歴史上には様々なリーダー(指導者)が登場してきました。その
我慢の勝頼
元亀4年(1573)4月、病死した父・信玄の後継となった武田勝頼。前年に三方ヶ原合戦で大敗していた徳川家康にも、信玄死すの噂は伝わり、家康は同年5月に、駿河や遠江・三河国の武田方に攻撃を加えています。その結果、遠江国高天神城・天方城・飯田城などを下した徳川軍。ところが、武田方は攻勢をかけてきませんでした。この事により、家康は信玄の死を確信したと言われています。
元亀4年は7月に天正と改元されますが、その年の8月には、奥三河の有力国衆・奥平氏(定能・信昌親子)に家康は調略を仕掛け、奥平氏は武田から徳川に寝返ってしまいます。織田信長も武田軍が三河から撤退した後に、宿敵の北近江の浅井・越前の朝倉氏を滅ぼしています。織田・徳川の反撃が早速開始され、勝頼は押されていたのです。
信長は信玄が死んだとの噂を聞いて「その跡は続かないだろう」との想いを持っていたようです。現代において「初代が創り、2代目で傾き、3代目が潰す」との言葉があるように、会社創業者の時には経営は順調でも、次代になると段々、経営が傾いてくることもあります。
新社長になった途端、社員の大量退職ということもあるようです。2代目になって倒産する企業の特色は「見栄と体裁にこだわってしまうということ」(具体的には、社長が交代する際には社屋の建て替えを行ったり、新規事業の立ち上げを行うといった外観を派手にして交代するケースなど)だそうです(「2代目社長が会社を引き継ぐと大企業でも倒産してしまう?」(『リスクの眼鏡』)。
織田・徳川から攻勢をかけられていた勝頼でしたが、天正元年にはジッと我慢しているように見えます。派手な行動をしていないのです。これは、家督を継承したばかりということもあり、家臣団の取りまとめや、内政に力を割いていたものと思われます。とは言え、勝頼はいつまでも敵勢に押されていた訳ではありません。天正2(1574)に入ると、織田・徳川方に攻勢をかけるのです。
その年の1月、勝頼は織田の領国である東美濃に攻め入ります。岩村(岐阜県恵那市)にまで進出し、織田方の明知城を包囲したのです(1月27日)。同月中旬には、越前国で一揆が起き、織田諸将が鎮圧のため、派遣されるという事件が起きています。

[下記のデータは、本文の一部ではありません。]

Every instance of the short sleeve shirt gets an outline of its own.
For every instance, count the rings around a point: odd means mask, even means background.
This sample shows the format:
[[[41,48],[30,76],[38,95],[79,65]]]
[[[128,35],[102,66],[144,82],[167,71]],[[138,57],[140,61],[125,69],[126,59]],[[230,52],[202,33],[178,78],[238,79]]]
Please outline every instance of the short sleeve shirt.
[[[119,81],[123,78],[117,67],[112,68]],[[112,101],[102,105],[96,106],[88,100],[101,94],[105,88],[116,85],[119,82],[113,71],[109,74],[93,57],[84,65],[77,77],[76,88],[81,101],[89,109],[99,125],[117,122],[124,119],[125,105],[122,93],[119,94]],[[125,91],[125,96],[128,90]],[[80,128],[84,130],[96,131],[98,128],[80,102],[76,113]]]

その対応に忙しい中を、信長は勝頼に攻め込まれたのでした。痛いところを突かれたと言うべきでしょう。2月1日、武田方への対応として、信長は尾張・美濃の軍勢を派遣。そして、同月5日には、自身も息子の信忠と共に出陣するのです。明後日には、敵陣に攻め入る予定だったようですが、道中は険しい山中であり、簡単に進軍することはできず。そうこうしているうちに、明知城内で謀反が起こり、城は陥落してしまうのです。こうなると、もうどうしようもないということで、信長は明知城周辺の城の普請を行い、岐阜に帰ることになります(2月24日)。